DECIDED SEPTEMBER 24, 1942. The accused was convicted of the offense of operating a lottery, known as the "number game." He was tried by a judge of the criminal court of Fulton County, presiding without the intervention of the jury. The undisputed evidence *Page 32 showed that the officers found in the defendant's bedroom under a pillow on one bed (the room containing two beds) two books of lottery tickets, several pieces of paper with numbers on them, and several pennies, nickels, and dimes wrapped up in a paper; that the defendant (who was not in the house when the articles were found) was brought to the house, and, when shown the articles, merely said: "Well, you found them here;" that he did not deny knowing that the lottery tickets were there; that two young negro men, his stepsons, lived in the house and slept in one of the beds.
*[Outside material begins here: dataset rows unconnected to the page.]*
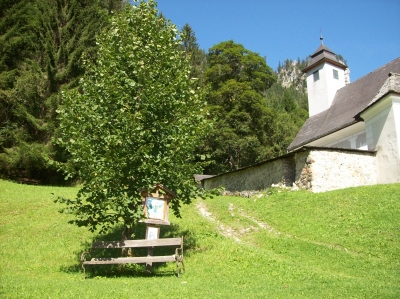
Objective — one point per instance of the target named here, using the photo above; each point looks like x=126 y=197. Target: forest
x=43 y=46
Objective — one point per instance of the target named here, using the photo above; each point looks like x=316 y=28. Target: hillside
x=278 y=244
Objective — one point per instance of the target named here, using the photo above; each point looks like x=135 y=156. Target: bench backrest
x=138 y=243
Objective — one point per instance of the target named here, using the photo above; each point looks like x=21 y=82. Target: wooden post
x=149 y=265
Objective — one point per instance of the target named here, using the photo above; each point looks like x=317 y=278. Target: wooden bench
x=177 y=257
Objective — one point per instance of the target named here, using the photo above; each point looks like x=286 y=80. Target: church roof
x=348 y=103
x=323 y=54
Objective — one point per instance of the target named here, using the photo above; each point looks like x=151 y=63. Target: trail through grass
x=340 y=244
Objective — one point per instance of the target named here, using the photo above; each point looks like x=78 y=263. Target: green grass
x=340 y=244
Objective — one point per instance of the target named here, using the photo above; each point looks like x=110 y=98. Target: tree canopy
x=242 y=121
x=41 y=44
x=134 y=121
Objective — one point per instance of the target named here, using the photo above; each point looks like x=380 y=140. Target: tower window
x=335 y=74
x=316 y=76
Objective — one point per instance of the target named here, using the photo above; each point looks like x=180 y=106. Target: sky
x=365 y=32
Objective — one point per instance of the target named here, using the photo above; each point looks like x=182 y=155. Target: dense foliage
x=243 y=123
x=41 y=43
x=41 y=46
x=134 y=122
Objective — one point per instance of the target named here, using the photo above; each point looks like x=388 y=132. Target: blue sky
x=365 y=32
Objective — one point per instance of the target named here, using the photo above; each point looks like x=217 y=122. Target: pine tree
x=41 y=45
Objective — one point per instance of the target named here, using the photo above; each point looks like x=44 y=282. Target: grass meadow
x=279 y=244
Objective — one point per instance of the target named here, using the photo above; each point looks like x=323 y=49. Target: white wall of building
x=322 y=91
x=383 y=135
x=352 y=137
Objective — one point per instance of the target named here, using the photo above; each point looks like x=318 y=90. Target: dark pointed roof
x=323 y=54
x=349 y=101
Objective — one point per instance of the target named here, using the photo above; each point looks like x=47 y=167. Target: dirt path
x=229 y=231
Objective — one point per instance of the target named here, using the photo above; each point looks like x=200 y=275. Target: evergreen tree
x=243 y=123
x=193 y=53
x=41 y=44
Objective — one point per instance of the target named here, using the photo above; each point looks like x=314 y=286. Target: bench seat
x=177 y=257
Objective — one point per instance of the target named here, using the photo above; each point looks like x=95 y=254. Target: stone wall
x=314 y=169
x=338 y=169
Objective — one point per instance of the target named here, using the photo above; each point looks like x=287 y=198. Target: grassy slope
x=341 y=244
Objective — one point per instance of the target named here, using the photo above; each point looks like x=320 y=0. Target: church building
x=351 y=138
x=363 y=115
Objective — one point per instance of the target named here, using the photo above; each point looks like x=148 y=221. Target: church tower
x=325 y=75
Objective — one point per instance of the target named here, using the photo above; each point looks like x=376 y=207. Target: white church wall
x=338 y=169
x=322 y=91
x=383 y=135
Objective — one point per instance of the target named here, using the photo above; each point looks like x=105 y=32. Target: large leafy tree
x=41 y=44
x=243 y=123
x=134 y=122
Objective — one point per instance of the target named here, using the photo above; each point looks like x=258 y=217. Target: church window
x=316 y=76
x=335 y=74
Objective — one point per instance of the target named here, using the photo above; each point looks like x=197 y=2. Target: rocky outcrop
x=290 y=74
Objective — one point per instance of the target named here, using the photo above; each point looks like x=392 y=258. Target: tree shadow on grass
x=129 y=270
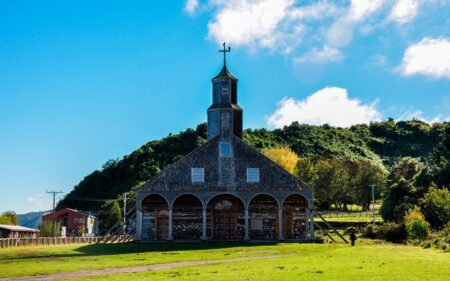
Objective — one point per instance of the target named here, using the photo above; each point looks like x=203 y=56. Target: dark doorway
x=155 y=218
x=187 y=217
x=263 y=212
x=226 y=218
x=295 y=217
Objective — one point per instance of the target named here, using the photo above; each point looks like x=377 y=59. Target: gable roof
x=17 y=228
x=223 y=172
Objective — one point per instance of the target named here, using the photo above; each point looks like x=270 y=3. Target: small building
x=76 y=223
x=17 y=231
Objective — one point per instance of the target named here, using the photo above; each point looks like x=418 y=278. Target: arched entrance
x=295 y=217
x=187 y=217
x=155 y=218
x=263 y=214
x=226 y=220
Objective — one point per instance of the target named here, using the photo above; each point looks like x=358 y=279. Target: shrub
x=350 y=229
x=45 y=229
x=436 y=206
x=393 y=232
x=371 y=231
x=417 y=227
x=5 y=220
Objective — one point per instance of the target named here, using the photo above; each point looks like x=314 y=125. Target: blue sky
x=87 y=81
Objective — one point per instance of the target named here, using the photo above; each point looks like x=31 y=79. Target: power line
x=54 y=198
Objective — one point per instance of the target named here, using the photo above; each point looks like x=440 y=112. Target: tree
x=436 y=206
x=12 y=217
x=110 y=215
x=417 y=227
x=5 y=220
x=397 y=201
x=45 y=229
x=440 y=161
x=406 y=168
x=363 y=175
x=283 y=156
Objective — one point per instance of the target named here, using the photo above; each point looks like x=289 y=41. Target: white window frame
x=225 y=116
x=253 y=175
x=198 y=175
x=222 y=145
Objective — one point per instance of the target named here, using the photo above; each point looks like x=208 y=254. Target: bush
x=436 y=206
x=371 y=231
x=417 y=227
x=350 y=229
x=45 y=229
x=393 y=232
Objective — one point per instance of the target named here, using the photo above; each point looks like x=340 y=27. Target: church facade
x=225 y=189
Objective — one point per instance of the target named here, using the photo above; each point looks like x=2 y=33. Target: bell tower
x=224 y=115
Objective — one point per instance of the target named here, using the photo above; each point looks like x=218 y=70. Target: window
x=225 y=119
x=225 y=149
x=198 y=175
x=252 y=175
x=225 y=90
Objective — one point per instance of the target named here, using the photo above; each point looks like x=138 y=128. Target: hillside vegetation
x=381 y=143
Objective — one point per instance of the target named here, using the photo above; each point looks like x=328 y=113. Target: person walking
x=353 y=238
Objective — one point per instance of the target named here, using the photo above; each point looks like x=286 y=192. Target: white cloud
x=404 y=11
x=326 y=54
x=362 y=9
x=253 y=23
x=330 y=105
x=191 y=6
x=340 y=33
x=298 y=28
x=430 y=57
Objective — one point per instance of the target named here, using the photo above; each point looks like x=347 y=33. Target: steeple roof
x=224 y=74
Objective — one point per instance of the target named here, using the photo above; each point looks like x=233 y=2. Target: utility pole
x=373 y=202
x=124 y=198
x=54 y=215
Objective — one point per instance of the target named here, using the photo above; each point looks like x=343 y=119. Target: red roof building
x=76 y=223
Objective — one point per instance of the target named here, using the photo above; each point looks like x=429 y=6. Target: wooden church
x=225 y=189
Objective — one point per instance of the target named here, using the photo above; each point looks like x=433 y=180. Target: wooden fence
x=16 y=242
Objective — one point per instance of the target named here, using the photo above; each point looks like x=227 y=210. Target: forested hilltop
x=381 y=143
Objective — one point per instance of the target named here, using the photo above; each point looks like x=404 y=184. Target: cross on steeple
x=224 y=51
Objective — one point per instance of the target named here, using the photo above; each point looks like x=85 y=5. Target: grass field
x=369 y=260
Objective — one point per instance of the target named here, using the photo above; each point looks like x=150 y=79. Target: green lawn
x=369 y=260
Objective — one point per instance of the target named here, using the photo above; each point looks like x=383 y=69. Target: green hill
x=382 y=142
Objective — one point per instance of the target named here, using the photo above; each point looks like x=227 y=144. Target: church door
x=227 y=218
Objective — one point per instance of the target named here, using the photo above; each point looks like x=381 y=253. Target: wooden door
x=288 y=228
x=161 y=224
x=225 y=223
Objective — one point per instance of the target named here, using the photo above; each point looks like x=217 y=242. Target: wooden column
x=204 y=225
x=307 y=224
x=170 y=236
x=138 y=235
x=280 y=224
x=247 y=226
x=311 y=224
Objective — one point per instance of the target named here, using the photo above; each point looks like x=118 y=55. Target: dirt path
x=118 y=270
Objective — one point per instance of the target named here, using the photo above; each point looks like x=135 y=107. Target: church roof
x=225 y=73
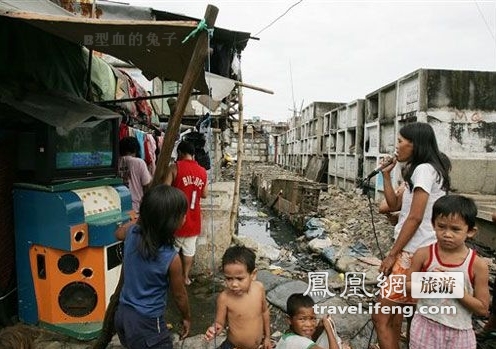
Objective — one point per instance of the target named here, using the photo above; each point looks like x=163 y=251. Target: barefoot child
x=303 y=326
x=241 y=307
x=453 y=218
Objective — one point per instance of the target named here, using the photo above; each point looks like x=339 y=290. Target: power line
x=278 y=18
x=485 y=21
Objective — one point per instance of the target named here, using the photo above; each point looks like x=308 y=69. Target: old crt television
x=48 y=156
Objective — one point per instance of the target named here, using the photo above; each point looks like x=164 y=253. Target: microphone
x=388 y=160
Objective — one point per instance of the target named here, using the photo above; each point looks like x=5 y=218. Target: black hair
x=129 y=145
x=460 y=205
x=297 y=301
x=240 y=254
x=185 y=147
x=425 y=150
x=162 y=212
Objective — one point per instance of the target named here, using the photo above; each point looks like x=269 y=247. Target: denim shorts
x=138 y=332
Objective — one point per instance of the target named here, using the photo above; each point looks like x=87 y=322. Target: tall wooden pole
x=194 y=68
x=237 y=177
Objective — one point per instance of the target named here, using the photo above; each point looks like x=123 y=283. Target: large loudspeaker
x=74 y=286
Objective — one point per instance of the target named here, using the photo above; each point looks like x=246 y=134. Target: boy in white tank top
x=453 y=218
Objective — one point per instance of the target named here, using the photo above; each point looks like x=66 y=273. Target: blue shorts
x=138 y=332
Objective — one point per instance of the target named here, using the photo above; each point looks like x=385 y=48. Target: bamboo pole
x=237 y=177
x=194 y=68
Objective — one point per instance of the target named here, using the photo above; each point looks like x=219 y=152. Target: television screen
x=85 y=146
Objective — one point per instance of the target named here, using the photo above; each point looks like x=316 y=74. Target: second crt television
x=48 y=156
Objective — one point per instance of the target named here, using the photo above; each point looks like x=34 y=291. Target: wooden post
x=235 y=205
x=194 y=68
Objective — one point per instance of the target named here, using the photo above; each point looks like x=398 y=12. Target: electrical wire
x=278 y=18
x=485 y=22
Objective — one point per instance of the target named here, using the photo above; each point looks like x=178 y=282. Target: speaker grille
x=78 y=299
x=68 y=264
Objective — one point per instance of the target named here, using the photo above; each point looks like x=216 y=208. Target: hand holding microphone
x=385 y=162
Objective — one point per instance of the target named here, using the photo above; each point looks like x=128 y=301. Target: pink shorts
x=186 y=245
x=393 y=290
x=428 y=334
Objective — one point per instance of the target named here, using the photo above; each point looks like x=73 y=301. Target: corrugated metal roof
x=129 y=40
x=38 y=6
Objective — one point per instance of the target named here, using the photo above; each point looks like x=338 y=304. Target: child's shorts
x=393 y=291
x=428 y=334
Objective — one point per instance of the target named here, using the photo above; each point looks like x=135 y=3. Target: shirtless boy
x=242 y=306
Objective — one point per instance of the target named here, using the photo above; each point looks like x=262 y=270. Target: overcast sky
x=340 y=51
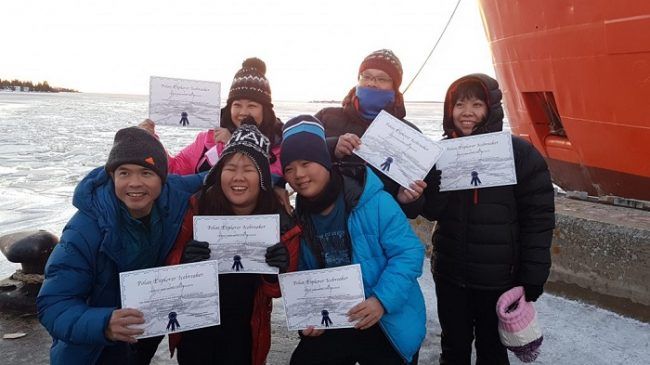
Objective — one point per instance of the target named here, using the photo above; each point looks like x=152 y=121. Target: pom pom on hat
x=250 y=83
x=255 y=63
x=518 y=327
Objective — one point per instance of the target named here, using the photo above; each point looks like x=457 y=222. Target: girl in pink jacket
x=249 y=97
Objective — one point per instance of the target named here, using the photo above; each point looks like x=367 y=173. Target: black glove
x=195 y=251
x=433 y=179
x=533 y=292
x=278 y=256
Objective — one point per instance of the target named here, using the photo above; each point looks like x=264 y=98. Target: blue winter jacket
x=390 y=255
x=81 y=287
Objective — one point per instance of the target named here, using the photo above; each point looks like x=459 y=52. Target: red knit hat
x=385 y=60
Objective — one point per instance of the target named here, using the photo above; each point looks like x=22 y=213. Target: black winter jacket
x=497 y=237
x=347 y=119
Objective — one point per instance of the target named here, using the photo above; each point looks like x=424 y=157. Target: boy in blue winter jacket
x=129 y=214
x=348 y=218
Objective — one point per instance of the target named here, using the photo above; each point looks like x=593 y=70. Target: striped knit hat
x=249 y=141
x=518 y=327
x=303 y=138
x=250 y=83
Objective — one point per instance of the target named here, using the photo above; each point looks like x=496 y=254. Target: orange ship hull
x=576 y=82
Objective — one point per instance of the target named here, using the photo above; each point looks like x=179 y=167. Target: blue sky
x=312 y=48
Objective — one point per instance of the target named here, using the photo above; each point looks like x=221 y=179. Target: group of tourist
x=137 y=212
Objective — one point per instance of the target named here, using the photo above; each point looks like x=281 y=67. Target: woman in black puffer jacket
x=487 y=240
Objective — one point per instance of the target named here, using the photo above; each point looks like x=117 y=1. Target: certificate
x=184 y=103
x=479 y=161
x=239 y=242
x=321 y=298
x=173 y=298
x=397 y=150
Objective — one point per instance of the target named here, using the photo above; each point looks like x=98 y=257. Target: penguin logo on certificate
x=326 y=321
x=173 y=322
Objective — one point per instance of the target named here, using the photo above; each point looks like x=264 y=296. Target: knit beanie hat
x=250 y=83
x=303 y=138
x=385 y=60
x=518 y=328
x=135 y=145
x=249 y=141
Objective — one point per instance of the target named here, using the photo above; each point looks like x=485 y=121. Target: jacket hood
x=494 y=119
x=359 y=184
x=397 y=109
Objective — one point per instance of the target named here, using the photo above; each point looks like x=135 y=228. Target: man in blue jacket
x=129 y=214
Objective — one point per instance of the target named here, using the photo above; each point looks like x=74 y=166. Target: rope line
x=434 y=47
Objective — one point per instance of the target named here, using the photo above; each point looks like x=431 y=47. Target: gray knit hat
x=134 y=145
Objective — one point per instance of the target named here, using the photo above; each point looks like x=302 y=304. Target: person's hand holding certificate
x=173 y=298
x=397 y=150
x=321 y=298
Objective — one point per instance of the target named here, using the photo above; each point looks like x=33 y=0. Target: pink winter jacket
x=192 y=156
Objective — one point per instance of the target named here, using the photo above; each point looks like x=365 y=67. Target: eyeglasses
x=366 y=78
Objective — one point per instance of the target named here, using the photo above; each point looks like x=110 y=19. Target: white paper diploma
x=321 y=298
x=397 y=150
x=173 y=298
x=479 y=161
x=184 y=103
x=239 y=242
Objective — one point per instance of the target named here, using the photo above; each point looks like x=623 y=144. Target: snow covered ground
x=49 y=142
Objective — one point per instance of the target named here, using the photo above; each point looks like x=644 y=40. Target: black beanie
x=303 y=138
x=250 y=83
x=249 y=141
x=134 y=145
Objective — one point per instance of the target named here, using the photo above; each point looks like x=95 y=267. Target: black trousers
x=347 y=347
x=465 y=315
x=226 y=344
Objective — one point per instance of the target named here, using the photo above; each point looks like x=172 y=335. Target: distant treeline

The defendant being the head of the house, everything in the house, including the lottery tickets, was presumed to belong to him. This presumption was a rebuttable one, but the defendant introduced no evidence to rebut it. Neither of the young negroes testified, and the statement of the defendant to the jury denying his guilt was evidently disbelieved by the judge who was the prior in the case. The evidence authorized the judgment. The special assignments of error in the petition for certiorari are not argued or referred to in the brief of counsel for the plaintiff in error and are treated as abandoned. The overruling of the certiorari was not error.
Judgment affirmed. MacIntyre and Gardner, JJ., concur.